Esta es la pregunta que circula hoy en ambientes eclesiales, tras el Consistorio en el que el Papa ha creado hoy 20 nuevos cardenales, 16 de ellos con derecho a participar en un futuro Cónclave y que ha aumentado el número de los miembros del Colegio Cardenalicio a 229.
Hoy muchos de los llamados “vaticanistas” y de los “cercanos a la Curia” afirman que este ha sido el último Consistorio de FRANCISCO pues insisten en mal estado de salud del Pontífice del que dicen “renunciará próximamente”. Una aventurada predicción a pesar de que mañana domingo el Papa visitará la Basílica de Collemaggio en la ciudad de L´Aquilia, capital de la región de los Abruzos, al este de Roma, donde está enterrado Celestino V, el último Pontífice que renunció a su cargo, en el siglo XIII, antes de que lo hiciera Benedicto XVI. FRANCISCO seguro que se postrará ante la tumba de ese Papa, que dimitió a los pocos meses de ser elegido y volvió a la vida monástica.
Una visita que, como decíamos ha despertado todos los rumores y deseos, que en este caso creo sinceramente no son anticipo de la noticia, que ha tenido este sábado el gran protagonismo del Consistorio con nuevos purpurados de Brasil, Paraguay, India, Singapur, Mongolia y Timor Oriental, lo que habla claramente de la intencionalidad de FRANCISCO de la importancia que da a la Iglesia de las periferias, aunque no han faltado representantes europeos como el español Fernando Vérgez, primer cardenal que sale de las filas de los Legionarios de Cristo, noticia importante, y que ha estado acompañado, como es la costumbre, por un representante del gobierno español, en esta caso el Ministro de la Presidencia, Felix Bolaños.
Pero si el Consistorio ha sido noticia principal, también es la reunión que FRANCISCO va a mantener durante dos días con los 229 miembros del Colegio Cardenalicio, reunión que ya ha sido calificada por esos vaticanistas como “precónclave”, aunque yo creo que lo que el Papa pretende es hacer un balance con los Cardenales de los diez años de su Pontificado y sobre todo analizar la nueva Constitución vaticana, “Predicate Evangelium”, que fue aprobada el pasado mes de marzo y ha entrado en vigor el 5 de junio.

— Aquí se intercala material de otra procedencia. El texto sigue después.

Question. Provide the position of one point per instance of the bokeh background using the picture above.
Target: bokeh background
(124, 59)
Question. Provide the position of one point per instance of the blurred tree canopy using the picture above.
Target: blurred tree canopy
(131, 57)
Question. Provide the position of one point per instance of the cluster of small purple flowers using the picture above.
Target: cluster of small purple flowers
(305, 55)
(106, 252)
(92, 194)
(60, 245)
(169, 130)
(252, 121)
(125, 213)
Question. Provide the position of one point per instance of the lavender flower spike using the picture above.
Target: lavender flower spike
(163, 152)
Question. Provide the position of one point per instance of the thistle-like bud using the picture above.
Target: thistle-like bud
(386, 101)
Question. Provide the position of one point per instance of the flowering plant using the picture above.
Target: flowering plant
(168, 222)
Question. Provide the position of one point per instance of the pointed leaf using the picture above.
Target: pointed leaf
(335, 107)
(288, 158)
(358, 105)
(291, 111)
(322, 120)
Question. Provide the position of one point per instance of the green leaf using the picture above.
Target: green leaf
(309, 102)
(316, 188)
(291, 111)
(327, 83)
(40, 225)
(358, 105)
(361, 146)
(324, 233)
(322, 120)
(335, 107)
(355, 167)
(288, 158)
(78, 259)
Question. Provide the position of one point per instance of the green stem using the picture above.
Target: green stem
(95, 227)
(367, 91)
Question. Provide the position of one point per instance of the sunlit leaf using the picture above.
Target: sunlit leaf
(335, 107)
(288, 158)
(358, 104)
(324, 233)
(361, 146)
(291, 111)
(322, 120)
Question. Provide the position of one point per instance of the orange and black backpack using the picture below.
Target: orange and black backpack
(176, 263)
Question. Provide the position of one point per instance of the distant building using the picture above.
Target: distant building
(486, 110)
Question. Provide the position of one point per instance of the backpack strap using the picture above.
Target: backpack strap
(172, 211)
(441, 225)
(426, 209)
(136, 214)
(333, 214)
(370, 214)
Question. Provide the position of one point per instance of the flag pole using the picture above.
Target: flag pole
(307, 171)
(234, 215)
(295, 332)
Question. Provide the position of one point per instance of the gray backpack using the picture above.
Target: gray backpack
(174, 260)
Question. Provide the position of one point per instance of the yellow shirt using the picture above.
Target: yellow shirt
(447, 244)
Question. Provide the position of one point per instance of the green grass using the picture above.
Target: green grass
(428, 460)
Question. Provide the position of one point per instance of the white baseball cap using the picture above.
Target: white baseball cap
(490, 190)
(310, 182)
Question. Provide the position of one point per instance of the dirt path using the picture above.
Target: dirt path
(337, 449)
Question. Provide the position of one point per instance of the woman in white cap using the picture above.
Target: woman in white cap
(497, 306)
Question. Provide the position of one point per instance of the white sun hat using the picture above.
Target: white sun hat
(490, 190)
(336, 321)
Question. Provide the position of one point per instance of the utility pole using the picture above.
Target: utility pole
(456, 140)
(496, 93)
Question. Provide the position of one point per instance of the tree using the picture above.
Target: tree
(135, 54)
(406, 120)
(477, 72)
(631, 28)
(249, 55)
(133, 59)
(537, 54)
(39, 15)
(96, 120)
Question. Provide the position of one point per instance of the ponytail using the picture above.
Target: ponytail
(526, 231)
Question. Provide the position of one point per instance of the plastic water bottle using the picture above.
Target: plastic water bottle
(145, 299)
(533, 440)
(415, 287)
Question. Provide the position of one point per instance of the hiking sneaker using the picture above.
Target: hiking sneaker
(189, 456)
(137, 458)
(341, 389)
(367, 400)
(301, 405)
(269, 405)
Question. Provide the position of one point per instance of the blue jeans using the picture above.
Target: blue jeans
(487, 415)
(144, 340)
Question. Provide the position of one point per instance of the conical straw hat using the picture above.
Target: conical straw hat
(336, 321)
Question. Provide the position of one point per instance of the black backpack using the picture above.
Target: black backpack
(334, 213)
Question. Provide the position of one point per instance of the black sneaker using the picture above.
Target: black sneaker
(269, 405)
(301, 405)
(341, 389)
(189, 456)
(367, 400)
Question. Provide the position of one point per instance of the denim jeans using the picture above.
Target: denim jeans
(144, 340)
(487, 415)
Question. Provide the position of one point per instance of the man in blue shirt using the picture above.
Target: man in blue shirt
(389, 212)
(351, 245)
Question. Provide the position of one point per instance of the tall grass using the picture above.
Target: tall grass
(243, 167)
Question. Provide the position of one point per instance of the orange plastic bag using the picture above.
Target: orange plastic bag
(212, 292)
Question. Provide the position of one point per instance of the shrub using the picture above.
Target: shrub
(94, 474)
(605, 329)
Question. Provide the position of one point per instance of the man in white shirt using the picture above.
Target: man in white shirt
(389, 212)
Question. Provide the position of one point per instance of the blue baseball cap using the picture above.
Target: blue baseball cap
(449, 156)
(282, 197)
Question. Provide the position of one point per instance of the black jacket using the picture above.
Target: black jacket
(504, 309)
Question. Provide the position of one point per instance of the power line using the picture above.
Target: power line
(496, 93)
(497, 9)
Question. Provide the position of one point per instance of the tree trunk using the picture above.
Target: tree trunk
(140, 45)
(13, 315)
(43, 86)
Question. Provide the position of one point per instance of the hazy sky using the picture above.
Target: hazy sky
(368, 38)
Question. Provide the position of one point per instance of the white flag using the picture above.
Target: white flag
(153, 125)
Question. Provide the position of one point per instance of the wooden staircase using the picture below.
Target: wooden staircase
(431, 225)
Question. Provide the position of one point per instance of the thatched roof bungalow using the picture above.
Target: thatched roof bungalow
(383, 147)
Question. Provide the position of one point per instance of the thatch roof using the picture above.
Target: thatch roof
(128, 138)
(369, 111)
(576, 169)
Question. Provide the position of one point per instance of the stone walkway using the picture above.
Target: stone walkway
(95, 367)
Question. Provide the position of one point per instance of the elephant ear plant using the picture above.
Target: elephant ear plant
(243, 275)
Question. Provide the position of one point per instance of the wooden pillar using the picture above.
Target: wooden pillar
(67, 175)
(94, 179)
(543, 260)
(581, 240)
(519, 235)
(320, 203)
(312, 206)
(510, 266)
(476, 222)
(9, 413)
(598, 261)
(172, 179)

Una Constitución que lleva a la vida de la Iglesia profundos cambios estudiados detenidamente y con una elaboración muy cuidada por el consejo de Cardenales que creo FRANCISCO al poco de llegar al Papado.
Así que nuevos Cardenales, nuevos encargos y los que buscan la salida precipitada de FRANCISCO no han contemplado que su silla de ruedas funciona perfectamente, por más que les pese.